Pensei em “A extensão da infância”, porque até adultos ou cada vez mais adultos parecem enredados em discussões cujo fundo é sempre “Quem vai proteger as nossas crianças?”, que é um clichê antigo, um tropos ou mesmo um “hot buttom”, aqueles temas que imediatamente despertam reação no público e são usados politicamente pelos demagogos.

E por política, quero dizer o jogo de representação e legitimização do poder, sendo poder a capacidade de forçar alguém a fazer o que não quer.
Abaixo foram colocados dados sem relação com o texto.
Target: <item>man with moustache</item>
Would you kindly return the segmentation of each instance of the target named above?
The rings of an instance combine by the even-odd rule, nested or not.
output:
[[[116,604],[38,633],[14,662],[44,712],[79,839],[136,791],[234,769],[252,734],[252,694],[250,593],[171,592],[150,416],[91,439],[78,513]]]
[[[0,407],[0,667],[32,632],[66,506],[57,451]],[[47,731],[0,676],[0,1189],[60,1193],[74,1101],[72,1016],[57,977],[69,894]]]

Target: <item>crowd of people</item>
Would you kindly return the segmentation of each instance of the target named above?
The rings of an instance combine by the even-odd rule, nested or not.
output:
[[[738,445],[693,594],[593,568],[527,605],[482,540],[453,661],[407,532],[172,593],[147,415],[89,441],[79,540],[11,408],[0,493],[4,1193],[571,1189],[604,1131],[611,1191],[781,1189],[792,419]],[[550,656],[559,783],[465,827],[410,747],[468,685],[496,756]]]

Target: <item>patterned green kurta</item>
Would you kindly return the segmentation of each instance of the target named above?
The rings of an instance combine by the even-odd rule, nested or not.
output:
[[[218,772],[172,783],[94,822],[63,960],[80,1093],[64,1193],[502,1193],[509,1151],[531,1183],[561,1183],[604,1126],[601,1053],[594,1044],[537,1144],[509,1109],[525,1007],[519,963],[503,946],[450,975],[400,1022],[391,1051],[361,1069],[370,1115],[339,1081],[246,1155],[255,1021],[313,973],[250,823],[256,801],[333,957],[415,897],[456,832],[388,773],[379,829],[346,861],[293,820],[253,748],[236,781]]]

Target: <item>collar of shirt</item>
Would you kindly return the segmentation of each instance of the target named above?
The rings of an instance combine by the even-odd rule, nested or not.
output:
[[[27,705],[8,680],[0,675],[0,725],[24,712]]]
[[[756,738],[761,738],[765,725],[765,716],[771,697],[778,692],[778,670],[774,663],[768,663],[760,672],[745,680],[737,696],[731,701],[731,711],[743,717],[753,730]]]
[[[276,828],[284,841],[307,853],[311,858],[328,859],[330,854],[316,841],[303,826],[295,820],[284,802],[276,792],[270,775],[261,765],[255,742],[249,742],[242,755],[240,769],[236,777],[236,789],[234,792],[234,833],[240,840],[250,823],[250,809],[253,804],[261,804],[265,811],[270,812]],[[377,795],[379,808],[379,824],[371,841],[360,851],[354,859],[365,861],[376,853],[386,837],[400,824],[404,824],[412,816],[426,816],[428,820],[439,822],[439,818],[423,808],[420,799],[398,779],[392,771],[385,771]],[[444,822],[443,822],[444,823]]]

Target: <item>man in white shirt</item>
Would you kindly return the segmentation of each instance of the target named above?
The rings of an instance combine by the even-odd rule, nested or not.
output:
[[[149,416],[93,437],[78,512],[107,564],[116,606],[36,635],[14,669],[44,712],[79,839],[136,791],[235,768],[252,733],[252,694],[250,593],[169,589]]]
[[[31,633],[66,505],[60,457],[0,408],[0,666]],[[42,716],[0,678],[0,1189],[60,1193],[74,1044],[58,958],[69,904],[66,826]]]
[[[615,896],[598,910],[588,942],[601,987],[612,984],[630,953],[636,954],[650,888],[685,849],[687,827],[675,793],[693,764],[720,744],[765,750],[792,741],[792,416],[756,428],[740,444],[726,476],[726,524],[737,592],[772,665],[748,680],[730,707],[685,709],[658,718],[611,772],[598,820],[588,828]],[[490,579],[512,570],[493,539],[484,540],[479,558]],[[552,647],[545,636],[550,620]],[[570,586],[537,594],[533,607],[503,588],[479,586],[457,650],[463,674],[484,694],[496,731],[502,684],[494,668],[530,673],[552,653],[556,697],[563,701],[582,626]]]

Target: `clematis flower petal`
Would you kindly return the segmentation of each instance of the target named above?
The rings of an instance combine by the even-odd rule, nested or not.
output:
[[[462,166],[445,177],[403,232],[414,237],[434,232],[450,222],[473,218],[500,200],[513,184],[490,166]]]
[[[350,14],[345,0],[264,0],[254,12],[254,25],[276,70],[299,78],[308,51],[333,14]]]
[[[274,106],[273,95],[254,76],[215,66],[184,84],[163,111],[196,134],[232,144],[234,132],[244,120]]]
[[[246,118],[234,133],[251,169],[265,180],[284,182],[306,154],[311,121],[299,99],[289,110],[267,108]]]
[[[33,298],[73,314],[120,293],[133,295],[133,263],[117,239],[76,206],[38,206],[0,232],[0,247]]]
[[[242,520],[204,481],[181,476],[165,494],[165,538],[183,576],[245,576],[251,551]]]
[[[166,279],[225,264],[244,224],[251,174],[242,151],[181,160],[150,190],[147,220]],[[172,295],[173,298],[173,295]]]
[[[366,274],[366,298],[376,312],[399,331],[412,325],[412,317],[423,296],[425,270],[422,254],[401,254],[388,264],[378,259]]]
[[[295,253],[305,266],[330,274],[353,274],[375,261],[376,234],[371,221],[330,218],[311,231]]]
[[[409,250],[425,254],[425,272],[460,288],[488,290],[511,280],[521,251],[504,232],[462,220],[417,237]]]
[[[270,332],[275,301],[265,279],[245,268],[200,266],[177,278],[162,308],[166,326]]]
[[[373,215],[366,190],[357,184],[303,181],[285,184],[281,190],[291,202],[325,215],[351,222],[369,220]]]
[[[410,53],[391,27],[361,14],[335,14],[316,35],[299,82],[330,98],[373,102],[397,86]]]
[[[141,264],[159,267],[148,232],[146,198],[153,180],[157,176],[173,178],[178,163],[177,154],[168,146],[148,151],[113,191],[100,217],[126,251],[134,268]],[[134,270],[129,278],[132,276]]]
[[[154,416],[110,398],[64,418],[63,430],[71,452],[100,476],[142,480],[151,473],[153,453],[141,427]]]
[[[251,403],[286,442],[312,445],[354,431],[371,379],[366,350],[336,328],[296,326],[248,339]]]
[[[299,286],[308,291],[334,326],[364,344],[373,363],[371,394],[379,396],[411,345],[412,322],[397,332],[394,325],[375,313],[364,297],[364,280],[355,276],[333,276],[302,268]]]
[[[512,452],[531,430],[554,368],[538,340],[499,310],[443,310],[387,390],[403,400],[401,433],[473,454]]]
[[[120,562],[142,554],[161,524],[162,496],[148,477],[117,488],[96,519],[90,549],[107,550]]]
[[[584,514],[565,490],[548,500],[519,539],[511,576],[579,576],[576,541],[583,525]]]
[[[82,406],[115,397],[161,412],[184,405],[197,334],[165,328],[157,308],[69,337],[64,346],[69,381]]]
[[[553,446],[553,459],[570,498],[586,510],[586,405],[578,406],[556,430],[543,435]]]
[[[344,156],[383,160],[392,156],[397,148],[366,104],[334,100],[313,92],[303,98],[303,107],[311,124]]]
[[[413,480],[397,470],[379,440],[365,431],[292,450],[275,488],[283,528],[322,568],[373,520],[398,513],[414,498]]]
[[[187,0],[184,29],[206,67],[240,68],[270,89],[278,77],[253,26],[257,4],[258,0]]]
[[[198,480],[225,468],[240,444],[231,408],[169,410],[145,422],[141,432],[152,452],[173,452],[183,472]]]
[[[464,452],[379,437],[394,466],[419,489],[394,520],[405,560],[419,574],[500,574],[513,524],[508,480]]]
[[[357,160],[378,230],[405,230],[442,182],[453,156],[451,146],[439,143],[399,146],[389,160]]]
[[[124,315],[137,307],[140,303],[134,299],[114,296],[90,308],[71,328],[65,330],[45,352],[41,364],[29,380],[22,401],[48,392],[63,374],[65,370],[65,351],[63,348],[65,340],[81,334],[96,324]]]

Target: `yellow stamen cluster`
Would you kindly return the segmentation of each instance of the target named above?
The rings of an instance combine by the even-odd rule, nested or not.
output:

Se ninguém quer ser vítima de crimes, nem todo mundo quer ceder tempo, recursos, atenção e mesmo a liberdade para construir a utopia do mundo sem crimes ou pelo menos liberar verba, que sai do nosso bolso, para comprar viaturas e armas melhores para a força policial.

Uma diferença é que agora quem pede proteção são as própria crianças, crianças com mais de 30 e 40 anos, sendo respaldas por crianças de mais de 50 e 60. Então, outro título possível seria a “autonomia da menoridade”.

Menoridade, claro, vem do velho Kant, e expressa esta percepção: a de pessoas que não conseguem ser autônomas, elas dependem de orientação e ajuda externa, como crianças, como pensamos o menor de idade.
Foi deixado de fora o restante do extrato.